One useful tool for comparing carbohydrate foods is the glycemic index, which scores how quickly a food raises blood sugar on a scale relative to pure glucose (scored at 100). A score of 55 or below is considered low, 56 to 69 is moderate, and 70 or above is high. Glycemic load refines this by factoring in how much carbohydrate a typical serving actually contains: a glycemic load of 10 or below is low, 11 to 19 is intermediate, and 20 or above is high. Watermelon, for example, has a high glycemic index but a low glycemic load because a normal serving doesn’t contain that much total carbohydrate.

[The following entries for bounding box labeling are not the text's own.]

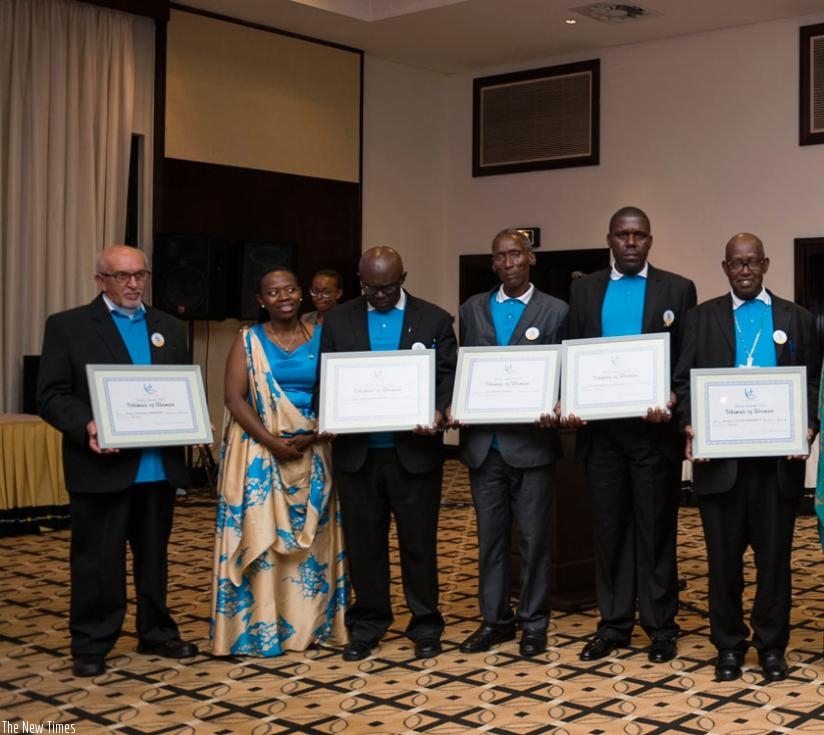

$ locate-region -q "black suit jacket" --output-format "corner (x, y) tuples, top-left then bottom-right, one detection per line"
(673, 292), (821, 496)
(458, 288), (569, 467)
(569, 265), (697, 461)
(37, 295), (190, 492)
(320, 293), (457, 474)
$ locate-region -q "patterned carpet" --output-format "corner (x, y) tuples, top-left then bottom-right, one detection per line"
(0, 462), (824, 735)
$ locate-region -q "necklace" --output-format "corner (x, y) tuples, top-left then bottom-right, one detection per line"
(733, 302), (766, 367)
(266, 322), (300, 352)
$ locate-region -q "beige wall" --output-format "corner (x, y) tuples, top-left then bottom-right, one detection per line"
(364, 14), (824, 313)
(166, 10), (360, 181)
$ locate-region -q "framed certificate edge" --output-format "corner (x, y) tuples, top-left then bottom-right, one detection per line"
(452, 345), (561, 426)
(86, 364), (214, 449)
(690, 365), (810, 459)
(318, 349), (435, 434)
(561, 332), (671, 421)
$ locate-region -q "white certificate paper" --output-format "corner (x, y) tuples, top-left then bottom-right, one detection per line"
(318, 350), (435, 434)
(452, 345), (561, 424)
(86, 365), (212, 449)
(561, 332), (670, 420)
(690, 366), (809, 459)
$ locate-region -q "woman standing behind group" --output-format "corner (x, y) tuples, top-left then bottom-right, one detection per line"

Sugar Alcohols: A Special Category

Sugar alcohols are carbohydrate-like compounds that show up frequently in sugar-free gum, candy, and protein bars. Common ones include xylitol, sorbitol, erythritol, and maltitol. Chemically, they’re neither true sugars nor true alcohols. Your small intestine absorbs them slowly and incompletely, which is why they provide fewer calories per gram than regular sugar.

Regular table sugar delivers 4 calories per gram. Sugar alcohols range widely: erythritol provides just 0.2 calories per gram, mannitol about 1.6, sorbitol 2.6, and xylitol and maltitol each around 3. The incomplete absorption that makes them lower-calorie also explains their most common side effect. The unabsorbed portion draws water into the intestine and gets fermented by gut bacteria, which can cause bloating, gas, and diarrhea if you eat too much at once.